A typical software L7 load balancer (like nginx) will parse entire TCP stream and HTTP header and applies bunch of logic based on URL, and various HTTP headers.
There is a lot of work going on in the userland, like filling up TCP buffer, parsing HTTP stream, applying bunch of business logic, creating a downstream connection, sending data, getting response, etc.
This is a lot of work in the userland and because of that a default nginx config is like 1024 concurrent connections per core, so not a lot.
L4 load balance on the other hand works purely in a packet switching mode or NAT mode. So the work consists in just replacing IP header fields (src.ip, src.port, dst.ip, dst.port, proto), it can use various frameworks like intel vectorized packet processing or Intel dpdk for accelerated packet switching.
Because of that, L4 load balancer can work perform very very close to the line rate speed, meaning it can load balance connections as fast as packets arrive to the network interface card. Line rate is the theoretical maximum of packet processing.
In case of stateless L4 load balancing there is no upper bound in number of concurrent sessions to balance, it will almost as fast as core router that feeds the data.
As you can see L4 is clearly superior in performance, but the reason L4 LB is possible is because it has TCP inbound and TCP outbound, so the only work required is replace IP header and recalculate CRC.
With Homa, you would need to fully process TCP stream, before you initiate Homa connection, meaning you will waste a lot of RAM on keeping TCP buffers and rebuilding the stream according to the TCP sequence. Homa will lose all its benefits in the load balancing scenario.

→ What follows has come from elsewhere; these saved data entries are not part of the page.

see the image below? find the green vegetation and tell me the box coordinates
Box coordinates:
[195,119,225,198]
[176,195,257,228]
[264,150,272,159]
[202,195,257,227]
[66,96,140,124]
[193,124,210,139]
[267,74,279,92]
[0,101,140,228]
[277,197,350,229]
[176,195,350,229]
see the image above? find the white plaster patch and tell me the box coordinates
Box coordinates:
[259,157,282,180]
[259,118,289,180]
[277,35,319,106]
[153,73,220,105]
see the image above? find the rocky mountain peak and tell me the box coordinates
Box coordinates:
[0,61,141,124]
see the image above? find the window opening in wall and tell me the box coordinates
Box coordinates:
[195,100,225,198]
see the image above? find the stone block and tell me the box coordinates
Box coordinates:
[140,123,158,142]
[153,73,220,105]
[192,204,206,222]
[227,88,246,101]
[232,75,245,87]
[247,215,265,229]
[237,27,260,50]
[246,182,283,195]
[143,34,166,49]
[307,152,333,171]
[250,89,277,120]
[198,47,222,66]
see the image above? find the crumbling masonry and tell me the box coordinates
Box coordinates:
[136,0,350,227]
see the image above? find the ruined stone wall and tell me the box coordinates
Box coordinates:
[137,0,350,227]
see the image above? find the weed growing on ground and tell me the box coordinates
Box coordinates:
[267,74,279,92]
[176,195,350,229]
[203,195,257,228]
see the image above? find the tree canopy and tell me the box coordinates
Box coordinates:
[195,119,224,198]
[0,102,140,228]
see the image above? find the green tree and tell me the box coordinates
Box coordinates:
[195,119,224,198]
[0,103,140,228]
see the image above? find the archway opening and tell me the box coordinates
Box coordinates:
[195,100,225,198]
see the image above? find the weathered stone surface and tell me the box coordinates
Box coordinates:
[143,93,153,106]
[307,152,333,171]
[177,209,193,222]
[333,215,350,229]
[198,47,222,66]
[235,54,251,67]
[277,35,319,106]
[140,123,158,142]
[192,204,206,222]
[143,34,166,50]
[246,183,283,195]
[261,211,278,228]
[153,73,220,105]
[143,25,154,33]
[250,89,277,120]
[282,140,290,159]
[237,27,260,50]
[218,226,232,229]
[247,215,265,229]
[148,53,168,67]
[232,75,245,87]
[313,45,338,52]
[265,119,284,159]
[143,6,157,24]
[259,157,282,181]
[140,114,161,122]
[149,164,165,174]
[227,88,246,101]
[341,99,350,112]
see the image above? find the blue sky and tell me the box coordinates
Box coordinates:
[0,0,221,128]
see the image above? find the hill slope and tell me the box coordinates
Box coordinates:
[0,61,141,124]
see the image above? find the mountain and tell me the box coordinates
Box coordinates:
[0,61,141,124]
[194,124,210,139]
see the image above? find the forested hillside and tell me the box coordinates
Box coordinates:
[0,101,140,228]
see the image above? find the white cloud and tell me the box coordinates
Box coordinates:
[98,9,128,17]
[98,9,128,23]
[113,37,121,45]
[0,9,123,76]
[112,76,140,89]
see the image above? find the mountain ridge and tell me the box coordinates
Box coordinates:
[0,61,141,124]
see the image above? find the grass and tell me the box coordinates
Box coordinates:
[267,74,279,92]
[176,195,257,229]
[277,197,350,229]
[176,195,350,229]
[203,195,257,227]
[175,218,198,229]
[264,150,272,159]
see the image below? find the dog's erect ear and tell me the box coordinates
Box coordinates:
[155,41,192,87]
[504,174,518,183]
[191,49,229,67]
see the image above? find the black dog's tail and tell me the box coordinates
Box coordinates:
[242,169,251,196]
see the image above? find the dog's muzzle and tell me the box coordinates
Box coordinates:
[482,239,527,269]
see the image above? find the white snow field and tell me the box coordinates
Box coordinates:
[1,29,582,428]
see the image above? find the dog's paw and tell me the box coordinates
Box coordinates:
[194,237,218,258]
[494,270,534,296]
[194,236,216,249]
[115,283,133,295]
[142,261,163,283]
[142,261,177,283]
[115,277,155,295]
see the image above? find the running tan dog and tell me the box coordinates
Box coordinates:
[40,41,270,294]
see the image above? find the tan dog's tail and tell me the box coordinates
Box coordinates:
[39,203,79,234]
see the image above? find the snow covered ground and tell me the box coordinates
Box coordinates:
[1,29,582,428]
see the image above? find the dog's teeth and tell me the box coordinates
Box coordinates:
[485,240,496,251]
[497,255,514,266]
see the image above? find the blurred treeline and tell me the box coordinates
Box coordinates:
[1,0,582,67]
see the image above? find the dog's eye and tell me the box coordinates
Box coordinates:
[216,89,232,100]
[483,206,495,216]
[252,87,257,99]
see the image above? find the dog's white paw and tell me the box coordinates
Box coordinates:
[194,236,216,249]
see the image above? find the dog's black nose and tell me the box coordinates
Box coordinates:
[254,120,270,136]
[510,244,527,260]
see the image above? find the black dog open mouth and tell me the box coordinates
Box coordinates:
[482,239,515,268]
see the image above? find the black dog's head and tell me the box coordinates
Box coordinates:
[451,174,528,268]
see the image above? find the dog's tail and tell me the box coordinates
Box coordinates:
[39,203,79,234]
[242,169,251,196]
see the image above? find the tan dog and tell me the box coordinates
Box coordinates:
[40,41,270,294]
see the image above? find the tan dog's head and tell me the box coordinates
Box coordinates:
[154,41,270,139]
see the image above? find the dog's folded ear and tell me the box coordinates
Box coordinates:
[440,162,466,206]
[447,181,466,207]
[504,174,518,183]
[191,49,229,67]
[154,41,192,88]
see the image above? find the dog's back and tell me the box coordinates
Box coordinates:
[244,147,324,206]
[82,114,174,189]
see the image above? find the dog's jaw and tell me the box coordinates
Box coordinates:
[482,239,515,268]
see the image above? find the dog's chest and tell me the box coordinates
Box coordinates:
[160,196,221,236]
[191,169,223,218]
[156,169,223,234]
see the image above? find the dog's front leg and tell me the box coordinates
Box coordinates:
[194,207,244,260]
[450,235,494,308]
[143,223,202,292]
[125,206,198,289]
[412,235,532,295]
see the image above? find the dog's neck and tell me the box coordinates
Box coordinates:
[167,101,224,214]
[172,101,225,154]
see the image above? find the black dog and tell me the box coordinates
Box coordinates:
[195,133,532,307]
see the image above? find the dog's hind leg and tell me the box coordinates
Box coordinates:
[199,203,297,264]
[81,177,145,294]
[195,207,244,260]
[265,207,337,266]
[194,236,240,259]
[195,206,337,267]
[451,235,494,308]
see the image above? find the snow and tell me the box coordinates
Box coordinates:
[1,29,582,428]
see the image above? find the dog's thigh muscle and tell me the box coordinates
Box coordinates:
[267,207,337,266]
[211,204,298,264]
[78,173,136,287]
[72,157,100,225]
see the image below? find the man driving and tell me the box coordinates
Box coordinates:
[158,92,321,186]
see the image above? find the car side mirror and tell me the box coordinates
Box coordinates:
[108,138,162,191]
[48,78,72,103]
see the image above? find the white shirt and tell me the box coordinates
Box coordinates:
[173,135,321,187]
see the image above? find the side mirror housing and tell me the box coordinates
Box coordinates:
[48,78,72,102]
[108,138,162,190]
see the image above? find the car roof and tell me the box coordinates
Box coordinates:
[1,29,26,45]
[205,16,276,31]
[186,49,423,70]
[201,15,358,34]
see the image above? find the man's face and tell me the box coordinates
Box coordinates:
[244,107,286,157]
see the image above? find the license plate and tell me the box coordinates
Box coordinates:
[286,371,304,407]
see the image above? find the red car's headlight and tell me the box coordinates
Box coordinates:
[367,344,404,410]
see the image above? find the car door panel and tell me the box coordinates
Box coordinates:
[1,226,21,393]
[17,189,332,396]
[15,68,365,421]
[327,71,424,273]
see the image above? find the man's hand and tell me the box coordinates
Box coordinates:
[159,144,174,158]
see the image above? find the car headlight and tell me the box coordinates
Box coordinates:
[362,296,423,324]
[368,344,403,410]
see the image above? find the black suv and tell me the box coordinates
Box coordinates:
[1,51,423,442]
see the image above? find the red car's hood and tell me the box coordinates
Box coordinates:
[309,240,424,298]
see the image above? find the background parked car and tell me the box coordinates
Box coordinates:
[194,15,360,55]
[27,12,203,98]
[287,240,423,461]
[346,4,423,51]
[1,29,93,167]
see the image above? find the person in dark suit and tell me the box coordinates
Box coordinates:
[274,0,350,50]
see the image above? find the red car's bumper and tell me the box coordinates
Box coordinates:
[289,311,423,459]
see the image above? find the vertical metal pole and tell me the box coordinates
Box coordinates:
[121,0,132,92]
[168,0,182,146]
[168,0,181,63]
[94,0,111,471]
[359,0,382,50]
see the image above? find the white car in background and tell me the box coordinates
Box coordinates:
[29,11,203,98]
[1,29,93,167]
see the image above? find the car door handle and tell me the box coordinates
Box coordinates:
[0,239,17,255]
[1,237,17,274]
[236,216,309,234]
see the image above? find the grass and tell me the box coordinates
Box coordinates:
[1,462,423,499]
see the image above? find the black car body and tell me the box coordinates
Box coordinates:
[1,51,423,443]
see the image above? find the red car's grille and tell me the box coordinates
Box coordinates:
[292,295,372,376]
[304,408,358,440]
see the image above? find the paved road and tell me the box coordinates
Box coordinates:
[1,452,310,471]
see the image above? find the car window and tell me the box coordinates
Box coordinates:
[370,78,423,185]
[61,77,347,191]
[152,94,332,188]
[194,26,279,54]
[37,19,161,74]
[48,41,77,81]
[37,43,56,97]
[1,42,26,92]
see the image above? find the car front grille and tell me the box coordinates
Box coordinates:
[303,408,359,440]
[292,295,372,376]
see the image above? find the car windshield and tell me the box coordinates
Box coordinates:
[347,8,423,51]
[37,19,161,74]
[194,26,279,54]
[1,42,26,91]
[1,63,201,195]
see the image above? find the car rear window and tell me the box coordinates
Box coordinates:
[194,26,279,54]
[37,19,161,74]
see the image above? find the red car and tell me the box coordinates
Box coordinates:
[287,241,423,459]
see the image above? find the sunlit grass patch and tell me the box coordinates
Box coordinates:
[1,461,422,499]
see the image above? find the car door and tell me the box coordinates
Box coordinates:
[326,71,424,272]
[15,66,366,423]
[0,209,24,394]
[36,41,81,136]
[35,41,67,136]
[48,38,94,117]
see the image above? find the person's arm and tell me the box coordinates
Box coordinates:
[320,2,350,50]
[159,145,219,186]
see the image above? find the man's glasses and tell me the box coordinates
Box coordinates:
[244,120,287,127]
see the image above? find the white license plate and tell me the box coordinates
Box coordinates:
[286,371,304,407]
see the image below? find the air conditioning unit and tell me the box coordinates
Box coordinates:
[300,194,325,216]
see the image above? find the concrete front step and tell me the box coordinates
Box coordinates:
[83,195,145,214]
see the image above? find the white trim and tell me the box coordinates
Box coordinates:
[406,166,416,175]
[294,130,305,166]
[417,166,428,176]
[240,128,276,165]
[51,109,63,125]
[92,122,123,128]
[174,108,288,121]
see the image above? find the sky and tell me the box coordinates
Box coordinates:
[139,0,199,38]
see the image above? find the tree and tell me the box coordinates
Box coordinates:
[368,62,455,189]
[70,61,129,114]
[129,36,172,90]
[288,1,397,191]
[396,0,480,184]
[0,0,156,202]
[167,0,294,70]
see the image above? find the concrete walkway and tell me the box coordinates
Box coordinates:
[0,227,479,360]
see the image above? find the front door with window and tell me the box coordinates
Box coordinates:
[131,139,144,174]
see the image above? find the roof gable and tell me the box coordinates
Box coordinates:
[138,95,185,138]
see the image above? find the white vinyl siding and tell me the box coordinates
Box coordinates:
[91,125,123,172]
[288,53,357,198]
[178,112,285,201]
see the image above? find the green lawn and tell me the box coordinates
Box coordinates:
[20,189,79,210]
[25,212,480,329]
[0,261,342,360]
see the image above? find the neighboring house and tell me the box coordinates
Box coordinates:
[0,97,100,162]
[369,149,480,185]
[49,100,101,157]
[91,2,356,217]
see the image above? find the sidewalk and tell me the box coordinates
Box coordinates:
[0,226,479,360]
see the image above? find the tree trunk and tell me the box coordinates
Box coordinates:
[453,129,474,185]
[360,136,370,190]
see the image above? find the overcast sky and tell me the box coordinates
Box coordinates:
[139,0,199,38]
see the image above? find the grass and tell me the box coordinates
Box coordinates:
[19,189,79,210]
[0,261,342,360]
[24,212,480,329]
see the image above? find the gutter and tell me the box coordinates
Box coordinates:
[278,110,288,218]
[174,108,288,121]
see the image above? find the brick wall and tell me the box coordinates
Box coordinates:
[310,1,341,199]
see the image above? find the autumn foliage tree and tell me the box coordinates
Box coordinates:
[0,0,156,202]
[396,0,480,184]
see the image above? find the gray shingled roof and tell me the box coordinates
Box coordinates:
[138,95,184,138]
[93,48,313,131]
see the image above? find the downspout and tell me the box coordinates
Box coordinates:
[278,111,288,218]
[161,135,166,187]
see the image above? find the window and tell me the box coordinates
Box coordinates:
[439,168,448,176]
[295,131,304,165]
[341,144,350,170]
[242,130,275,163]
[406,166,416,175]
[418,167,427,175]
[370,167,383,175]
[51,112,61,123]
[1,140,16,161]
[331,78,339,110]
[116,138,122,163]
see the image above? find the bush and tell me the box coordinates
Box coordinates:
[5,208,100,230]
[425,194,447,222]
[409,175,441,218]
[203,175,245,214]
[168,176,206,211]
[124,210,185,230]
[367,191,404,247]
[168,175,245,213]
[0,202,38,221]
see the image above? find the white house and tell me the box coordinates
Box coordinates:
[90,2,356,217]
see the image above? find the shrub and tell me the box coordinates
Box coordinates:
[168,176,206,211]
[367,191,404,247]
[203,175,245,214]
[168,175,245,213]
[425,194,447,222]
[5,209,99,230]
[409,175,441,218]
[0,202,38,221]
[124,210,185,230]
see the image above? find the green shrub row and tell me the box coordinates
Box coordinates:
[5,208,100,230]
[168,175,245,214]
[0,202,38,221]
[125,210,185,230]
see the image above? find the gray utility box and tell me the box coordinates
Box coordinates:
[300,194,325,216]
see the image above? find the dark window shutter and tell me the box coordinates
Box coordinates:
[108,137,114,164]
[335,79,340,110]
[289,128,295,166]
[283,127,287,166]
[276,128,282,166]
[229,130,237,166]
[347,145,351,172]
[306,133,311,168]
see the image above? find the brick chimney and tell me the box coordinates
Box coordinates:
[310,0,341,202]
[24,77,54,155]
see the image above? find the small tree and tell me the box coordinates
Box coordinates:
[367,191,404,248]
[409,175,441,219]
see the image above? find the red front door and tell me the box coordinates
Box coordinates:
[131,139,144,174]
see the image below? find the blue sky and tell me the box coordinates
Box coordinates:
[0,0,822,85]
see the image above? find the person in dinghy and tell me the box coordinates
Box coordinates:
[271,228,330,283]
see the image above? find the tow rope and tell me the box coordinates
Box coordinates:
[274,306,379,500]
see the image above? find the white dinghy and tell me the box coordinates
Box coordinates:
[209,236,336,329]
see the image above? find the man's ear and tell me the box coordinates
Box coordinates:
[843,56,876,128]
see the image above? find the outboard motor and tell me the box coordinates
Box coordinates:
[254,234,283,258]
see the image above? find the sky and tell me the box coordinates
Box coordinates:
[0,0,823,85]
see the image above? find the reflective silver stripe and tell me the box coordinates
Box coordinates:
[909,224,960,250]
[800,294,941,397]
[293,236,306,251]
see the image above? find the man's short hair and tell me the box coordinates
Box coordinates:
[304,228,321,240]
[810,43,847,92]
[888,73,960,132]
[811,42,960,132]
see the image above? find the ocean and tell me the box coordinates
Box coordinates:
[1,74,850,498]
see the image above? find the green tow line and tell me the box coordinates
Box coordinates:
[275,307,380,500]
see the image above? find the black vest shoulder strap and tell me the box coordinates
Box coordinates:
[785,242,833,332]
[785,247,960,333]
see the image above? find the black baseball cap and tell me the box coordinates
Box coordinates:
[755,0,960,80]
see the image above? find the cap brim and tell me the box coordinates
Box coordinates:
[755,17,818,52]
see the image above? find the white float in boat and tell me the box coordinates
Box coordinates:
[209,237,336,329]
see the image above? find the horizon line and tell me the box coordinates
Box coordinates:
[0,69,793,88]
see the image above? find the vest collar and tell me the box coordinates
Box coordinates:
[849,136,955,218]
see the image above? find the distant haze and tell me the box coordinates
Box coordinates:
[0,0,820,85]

Author pitches only one use case for homa: East-West traffic, but again - these days the software is really agnostic of this East-West direction. What your software thinks is running in the server in next rack, could as well be a server in a different Availability Zone or read replica in different geo region.
And that's the beauty of modern infra: everything is a software, everything is ephemeral, and we don't really care if we running this in a single DC or multiple DCs.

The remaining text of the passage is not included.